I've written recently about the need for Democrats to do a better job of communicating with middle America about "values." But if there is any condescension from blue staters toward red staters, there is certainly plenty of it flowing the other way as well. Josh Marshall makes an interesting point: red state hatred of the blue states may be linked to irrational notions of violated honor -- call it
the Zell Miller factor:
Divorce, out-of-wedlock birth, poverty, murder, incidence of preventable disease --- go down the list and you'll see that they are all highest in the reddest states and lowest in the bluest. ...
Broadly speaking, New England and the parts of the country originally settled by New Englanders have low murder rates --- some only a fraction of the national averages. The South on the other hand, and the parts of the country originally settled by Southerners, have higher murder rates. (The highest homicide rates are in the Old Southwest --- Arkansas, Louisiana, Oklahoma and Texas.) ...
In the North, where murder rates are higher in urban centers, they tend to track with the commission of felonies.
In other words, people get killed by people who are in the process of committing felonies --- whether those be drug sales, muggings, robberies gone bad, organized crime, or something else. But in the Southern states, where murder rates are higher in small towns and rural areas, this isn't the case. Rather than happening in the process of committing other crimes, these murders tend to be rooted in what are best described as violations of honor, personal slights that escalate into violence or in the simplest sense, rage. ...
Coming out of this election we hear again and again that folks in the Blue states have to give up their attitude of condescension toward those in the Red. The story comes in different flavors and intensities, ranging from admonitions to `reach out' to folks in the Red states to more acidy claims that folks in the Blue states need to get over their alleged hatred of religion and Red state culture.
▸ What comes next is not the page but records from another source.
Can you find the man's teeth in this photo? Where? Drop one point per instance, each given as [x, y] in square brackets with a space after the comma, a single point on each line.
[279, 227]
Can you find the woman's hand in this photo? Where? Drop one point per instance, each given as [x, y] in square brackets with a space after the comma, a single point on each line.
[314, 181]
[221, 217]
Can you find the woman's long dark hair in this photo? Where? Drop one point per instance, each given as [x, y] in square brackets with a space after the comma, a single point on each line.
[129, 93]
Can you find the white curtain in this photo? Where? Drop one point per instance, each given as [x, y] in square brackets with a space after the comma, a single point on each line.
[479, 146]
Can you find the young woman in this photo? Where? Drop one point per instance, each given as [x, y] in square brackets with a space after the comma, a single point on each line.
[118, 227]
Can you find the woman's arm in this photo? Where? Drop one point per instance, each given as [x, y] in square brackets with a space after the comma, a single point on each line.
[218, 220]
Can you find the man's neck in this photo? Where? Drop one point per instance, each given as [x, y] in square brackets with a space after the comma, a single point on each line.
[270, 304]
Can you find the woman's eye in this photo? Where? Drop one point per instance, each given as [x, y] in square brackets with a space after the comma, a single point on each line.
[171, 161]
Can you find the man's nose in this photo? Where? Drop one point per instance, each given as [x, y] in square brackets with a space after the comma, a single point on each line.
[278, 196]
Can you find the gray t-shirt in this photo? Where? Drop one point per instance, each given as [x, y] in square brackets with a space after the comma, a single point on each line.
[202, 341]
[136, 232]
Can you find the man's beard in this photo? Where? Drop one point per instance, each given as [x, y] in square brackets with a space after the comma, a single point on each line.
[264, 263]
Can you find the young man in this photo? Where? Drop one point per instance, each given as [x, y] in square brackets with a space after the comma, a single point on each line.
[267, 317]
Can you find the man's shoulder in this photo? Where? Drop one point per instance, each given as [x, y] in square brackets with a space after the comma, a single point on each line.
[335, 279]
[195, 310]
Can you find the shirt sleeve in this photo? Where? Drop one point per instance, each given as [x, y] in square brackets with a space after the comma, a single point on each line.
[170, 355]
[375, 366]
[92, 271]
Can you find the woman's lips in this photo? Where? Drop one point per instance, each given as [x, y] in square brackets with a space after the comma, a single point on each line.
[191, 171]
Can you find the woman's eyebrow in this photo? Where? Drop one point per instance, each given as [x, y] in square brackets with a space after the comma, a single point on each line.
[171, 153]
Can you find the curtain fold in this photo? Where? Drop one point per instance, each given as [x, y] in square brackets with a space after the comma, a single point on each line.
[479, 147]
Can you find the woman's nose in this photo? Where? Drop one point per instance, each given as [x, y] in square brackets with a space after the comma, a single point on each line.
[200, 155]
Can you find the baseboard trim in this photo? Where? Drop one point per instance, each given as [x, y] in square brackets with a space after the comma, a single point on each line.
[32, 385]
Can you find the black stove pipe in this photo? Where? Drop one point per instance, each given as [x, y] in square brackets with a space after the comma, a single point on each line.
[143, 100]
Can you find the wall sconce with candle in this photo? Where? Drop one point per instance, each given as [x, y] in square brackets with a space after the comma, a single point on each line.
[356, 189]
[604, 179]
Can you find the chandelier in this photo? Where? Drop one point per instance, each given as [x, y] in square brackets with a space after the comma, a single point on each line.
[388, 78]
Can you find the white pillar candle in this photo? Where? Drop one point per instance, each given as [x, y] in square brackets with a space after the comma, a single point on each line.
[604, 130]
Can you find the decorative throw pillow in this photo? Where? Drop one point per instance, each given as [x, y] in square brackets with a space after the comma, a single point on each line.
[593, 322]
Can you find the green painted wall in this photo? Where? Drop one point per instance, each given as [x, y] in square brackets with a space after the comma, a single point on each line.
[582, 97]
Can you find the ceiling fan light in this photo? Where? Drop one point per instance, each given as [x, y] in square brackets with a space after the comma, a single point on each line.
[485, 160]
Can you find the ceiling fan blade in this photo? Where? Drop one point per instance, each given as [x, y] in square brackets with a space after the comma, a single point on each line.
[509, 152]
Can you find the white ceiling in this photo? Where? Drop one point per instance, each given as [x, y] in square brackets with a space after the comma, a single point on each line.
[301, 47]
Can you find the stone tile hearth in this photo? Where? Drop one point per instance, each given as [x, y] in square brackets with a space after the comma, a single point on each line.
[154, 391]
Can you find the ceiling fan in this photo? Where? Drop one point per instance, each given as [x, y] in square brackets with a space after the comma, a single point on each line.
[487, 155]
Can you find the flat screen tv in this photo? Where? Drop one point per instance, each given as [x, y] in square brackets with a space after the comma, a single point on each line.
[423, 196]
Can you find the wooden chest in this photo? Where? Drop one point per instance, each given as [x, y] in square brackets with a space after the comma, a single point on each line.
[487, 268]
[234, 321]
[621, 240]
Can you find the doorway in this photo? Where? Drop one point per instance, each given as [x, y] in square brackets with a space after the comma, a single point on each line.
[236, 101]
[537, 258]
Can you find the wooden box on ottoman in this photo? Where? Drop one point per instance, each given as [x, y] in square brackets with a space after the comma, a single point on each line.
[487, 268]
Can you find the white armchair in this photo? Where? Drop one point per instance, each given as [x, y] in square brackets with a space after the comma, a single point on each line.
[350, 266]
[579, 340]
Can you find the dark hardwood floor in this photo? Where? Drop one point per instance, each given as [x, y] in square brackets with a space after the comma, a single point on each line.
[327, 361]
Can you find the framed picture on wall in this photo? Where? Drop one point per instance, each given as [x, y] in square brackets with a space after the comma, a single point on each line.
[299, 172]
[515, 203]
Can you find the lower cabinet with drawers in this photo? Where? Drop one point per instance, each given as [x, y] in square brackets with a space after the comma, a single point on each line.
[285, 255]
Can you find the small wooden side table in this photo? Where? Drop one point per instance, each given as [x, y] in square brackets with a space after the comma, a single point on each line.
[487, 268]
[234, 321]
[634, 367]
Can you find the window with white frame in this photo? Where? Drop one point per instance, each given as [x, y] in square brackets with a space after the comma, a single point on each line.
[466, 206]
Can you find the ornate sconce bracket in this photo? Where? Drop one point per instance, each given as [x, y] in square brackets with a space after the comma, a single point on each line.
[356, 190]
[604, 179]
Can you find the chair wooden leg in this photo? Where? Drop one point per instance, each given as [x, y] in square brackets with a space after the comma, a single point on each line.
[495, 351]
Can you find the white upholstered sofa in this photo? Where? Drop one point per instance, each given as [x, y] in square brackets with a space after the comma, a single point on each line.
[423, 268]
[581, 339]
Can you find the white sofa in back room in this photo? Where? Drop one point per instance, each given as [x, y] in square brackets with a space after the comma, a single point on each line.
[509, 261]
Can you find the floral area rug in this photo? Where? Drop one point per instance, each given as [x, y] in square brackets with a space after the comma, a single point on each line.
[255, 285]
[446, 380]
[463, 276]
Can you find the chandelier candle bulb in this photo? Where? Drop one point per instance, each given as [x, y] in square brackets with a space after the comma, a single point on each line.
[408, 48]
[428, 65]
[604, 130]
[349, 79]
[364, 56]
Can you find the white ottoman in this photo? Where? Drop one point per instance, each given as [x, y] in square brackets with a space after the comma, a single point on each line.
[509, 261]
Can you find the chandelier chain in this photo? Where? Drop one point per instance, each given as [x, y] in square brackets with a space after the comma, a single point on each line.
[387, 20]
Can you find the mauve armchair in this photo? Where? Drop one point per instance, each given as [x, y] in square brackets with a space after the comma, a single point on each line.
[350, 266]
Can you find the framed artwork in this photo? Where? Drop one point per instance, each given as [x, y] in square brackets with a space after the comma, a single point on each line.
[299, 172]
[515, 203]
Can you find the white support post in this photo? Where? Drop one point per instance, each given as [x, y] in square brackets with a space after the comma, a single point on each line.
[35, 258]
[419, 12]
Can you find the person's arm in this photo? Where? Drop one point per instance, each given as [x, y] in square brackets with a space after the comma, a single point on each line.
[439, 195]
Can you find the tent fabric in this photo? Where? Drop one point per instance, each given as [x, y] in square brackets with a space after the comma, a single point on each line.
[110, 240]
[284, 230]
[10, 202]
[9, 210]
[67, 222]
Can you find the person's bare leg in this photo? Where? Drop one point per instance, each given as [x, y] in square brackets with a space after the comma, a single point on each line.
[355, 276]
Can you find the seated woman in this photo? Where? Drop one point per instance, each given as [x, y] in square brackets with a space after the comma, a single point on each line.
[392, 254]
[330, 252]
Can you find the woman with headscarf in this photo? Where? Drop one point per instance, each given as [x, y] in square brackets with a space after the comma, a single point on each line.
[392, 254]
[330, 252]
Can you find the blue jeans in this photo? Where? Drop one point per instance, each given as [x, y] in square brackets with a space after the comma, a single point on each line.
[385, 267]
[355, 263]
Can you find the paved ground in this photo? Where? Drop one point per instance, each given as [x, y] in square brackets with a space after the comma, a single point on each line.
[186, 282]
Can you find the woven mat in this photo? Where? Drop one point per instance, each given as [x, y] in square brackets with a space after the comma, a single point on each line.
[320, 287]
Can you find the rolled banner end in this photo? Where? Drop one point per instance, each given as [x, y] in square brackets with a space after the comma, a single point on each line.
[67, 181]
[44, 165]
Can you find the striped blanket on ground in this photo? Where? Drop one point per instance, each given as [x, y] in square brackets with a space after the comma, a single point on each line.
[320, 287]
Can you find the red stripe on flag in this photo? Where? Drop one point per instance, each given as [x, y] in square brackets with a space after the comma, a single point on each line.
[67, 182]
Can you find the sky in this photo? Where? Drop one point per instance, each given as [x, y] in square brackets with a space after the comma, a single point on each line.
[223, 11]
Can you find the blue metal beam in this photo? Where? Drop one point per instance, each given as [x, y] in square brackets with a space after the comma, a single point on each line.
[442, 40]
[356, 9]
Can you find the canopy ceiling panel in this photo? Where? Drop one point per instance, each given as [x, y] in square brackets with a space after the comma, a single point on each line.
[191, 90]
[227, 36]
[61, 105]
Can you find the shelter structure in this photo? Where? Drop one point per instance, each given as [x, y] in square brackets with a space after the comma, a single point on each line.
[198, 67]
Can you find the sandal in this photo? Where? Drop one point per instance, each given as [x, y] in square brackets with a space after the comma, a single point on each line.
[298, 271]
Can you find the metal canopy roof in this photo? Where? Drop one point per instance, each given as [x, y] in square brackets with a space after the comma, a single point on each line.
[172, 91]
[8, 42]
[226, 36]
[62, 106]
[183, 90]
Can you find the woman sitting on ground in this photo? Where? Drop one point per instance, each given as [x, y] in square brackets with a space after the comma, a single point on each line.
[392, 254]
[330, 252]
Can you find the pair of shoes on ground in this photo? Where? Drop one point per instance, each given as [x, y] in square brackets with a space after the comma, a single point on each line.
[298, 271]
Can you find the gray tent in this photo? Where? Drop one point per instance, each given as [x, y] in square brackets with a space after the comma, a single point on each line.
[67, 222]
At some level, something like this is certainly necessary. I can do the math as well as anyone. And what these last two elections have shown (particularly this last one) is that if the country is divided more or less evenly, that `more or less' isn't working in our (i.e., the Blue states) favor. We're in the minority for the moment, even if it's a close run thing. And Democrats can't keep going into elections in which so many states are simply out of play. As I wrote a couple days ago, Democrats need to find a way to put a good half dozen more states into play in every election. ...
But the bad feeling of Red State America toward the Blue is just as often expressed as contempt, moral denunciation or simple rage. To the extent that one hears Blue Staters dissing Red Staters as holy-rolling trailer park denizens, the Red staters routinely portray their fellow countrymen as corrupt, deviant, rootless perverts who express their flipflopper-dom by oscillating between being limp-wristed whiners on the one hand and signing up to work for Osama bin Laden as terrorist fifth-columnists on the other.